What can parents do?

The big question many parents face is determining when their child is old enough to enter social media, given the assumption that there is no replay of the proverbial genie in the bottle. US Surgeon General Vivek Murthy This year he shared that he considers 13 “too early”. Fraden also advises “delaying screen time and social media until your child is ready for it” — noting that “readiness” can vary from child to child.

“The reality is, once kids start using social media, they also need supervision to make sure they are kind to others, access appropriate content, and (connect with) people they know rather than strangers,” adds Fraden. “And that supervision is also a time-consuming one for parents. So before you give in to peer pressure or a child’s demands for access, really think about whether you have the bandwidth as a parent to support in the way that will maintain your child’s well-being — because it’s not easy.”
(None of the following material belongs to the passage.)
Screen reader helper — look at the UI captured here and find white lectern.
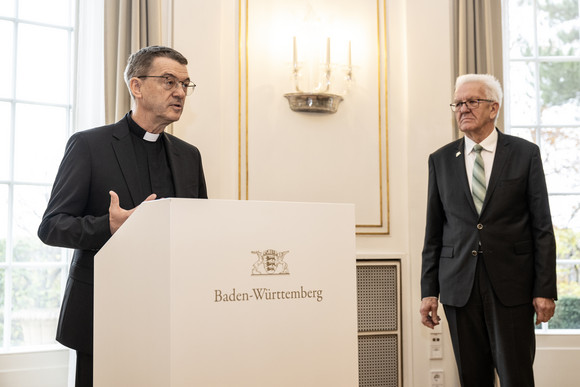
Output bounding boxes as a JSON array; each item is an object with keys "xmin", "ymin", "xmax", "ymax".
[{"xmin": 94, "ymin": 199, "xmax": 358, "ymax": 387}]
Fraden adds that it can be hard for parents to feel like they’re the only “handicap” who doesn’t allow their kids to use a smartphone or set up a Snapchat account. groups like Wait until the eighth (as in eighth grade) They can be powerful tools for parents looking for accountability and support when it comes to raising kids on social media.

If a child is already online, Aramian advises parents to “engage in open communication” about what they might be experiencing and how that might make them feel. She says setting boundaries is also key.

“It’s important to educate children about online safety and to use parental controls when possible,” adds Aramian. “Make sure your child feels comfortable enough to approach you if they encounter anything inappropriate or distressing.”

Parents—some of whom may be guilty of “phone-using” or “phone-contempt” around their children—should model discipline around their own devices. That could mean turning off Dad’s Apple Watch notifications after work, swapping the watch for Netflix for a family game night binge or setting guidelines that everyone in the house should follow.

“Kids need to see you away from your phone and (model) what it’s like to not be dependent on the device,” says Aramian. “If dinner is a time when children are not screened, I would encourage parents to put their phones away. The devices block our view of each other and prevent personal communication, so it is important for everyone’s well-being that they learn to put their phones away.”